Many countries, especially ones which share your home country’s language, will recognize your normal driver’s license for a short period of time. For example, Australia recognizes foreign driver’s licenses, which are in English, for three months (essentially the length of a visitor’s visa). In order to drive legally in Australia beyond that, you can be issued an Australian license, converted from your native license, for a fee. This means that you do not have to take driving tests and all of that nonsense. This is probably the way to go if you plan to stay and drive in a country for a long time, but if your home country is not on the list of recognized licenses, you don’t get any of these privileges.

This is where the IDP comes in. If you want to travel to and drive in a country where your current driver’s license is not recognized, the IDP works as a sort of bridge. The IDP is essentially a multi-language translation of your native driver’s license, and is recognized (sometimes required) by some 150 countries. Think: If you show your Wisconsin driver’s license to a policeman in Japan, you can not expect that he will give a damn, mush less be able to read it. But, show your IDP to the cops, and suddenly everything is kosher because A) it is legally recognized and B) because a policeman can actually read the thing.

So do you actually need it?

The Need:

  • If your current license is valid in the country you plan to visit, you likely do not need the IDP at all. You might want it for language purposes.
  • If your current license is not valid in the country you plan to visit, see if the country recognizes the IDP. If they recognize the IDP, get one. If not, there is probably a whole different process to become a legal driver there.

The Rules:

  • the IDP is not valid unless it is accompanied by your current, native, unexpired license. The IDP is not a freestanding license. That is, you do not take a driving test and a written test to get it.
  • Also, the IDP must be issued by the country who issued your drivers license.

The Process:

I have not actually done this.
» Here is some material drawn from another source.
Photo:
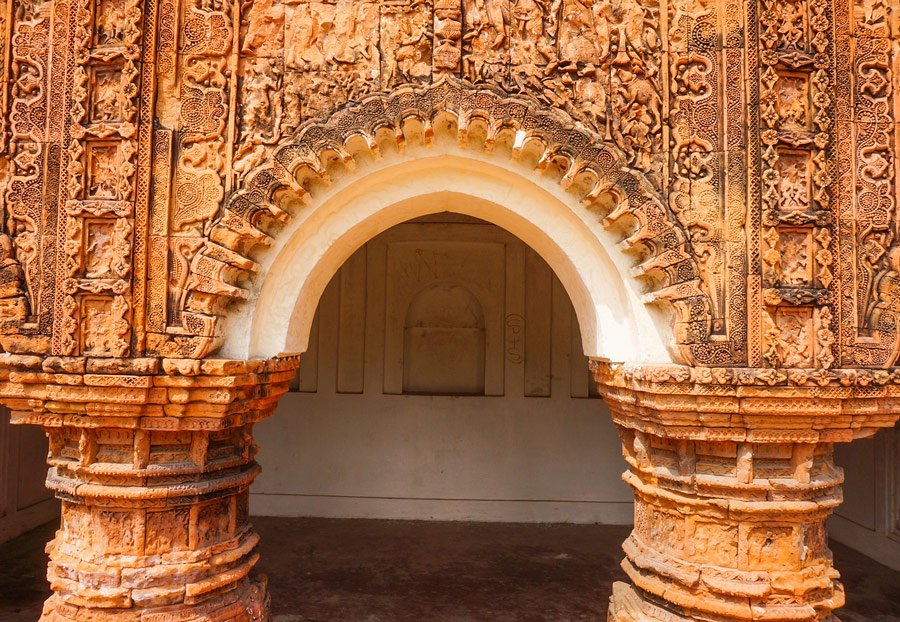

Here is how it supposedly works.

  • Bring your drivers license, two passport-sized photos, and $15 to an authorized IDP issuing agent (AAA does it).
  • Fill out a form and wait around for a bit. See if they have free coffee or cookies or dumdums at the office.
  • Walk away with your handy new International Driving Permit!
  • You can also do it by mail.

The Notes:

  • The IDP, since it is based on your current drivers license, is valid as long as your actual license if valid.
  • Similarly, your IDP will carry on all of your endorsements such as motorcycles or passenger vehicles.
  • There are a bunch of companies, many of them illegitimate, who want to sell you IDPs for too much money, and many of them are not even real IDPs. Just go get one at AAA for $15 bucks.
  • The IDP is another official form of photo ID, too.

The ability to drive legally is an attribute which is often taken for granted. It may help a migrant to get a job abroad when you come across a place that needs a delivery driver or something. Now go driving! Wear your seat belt.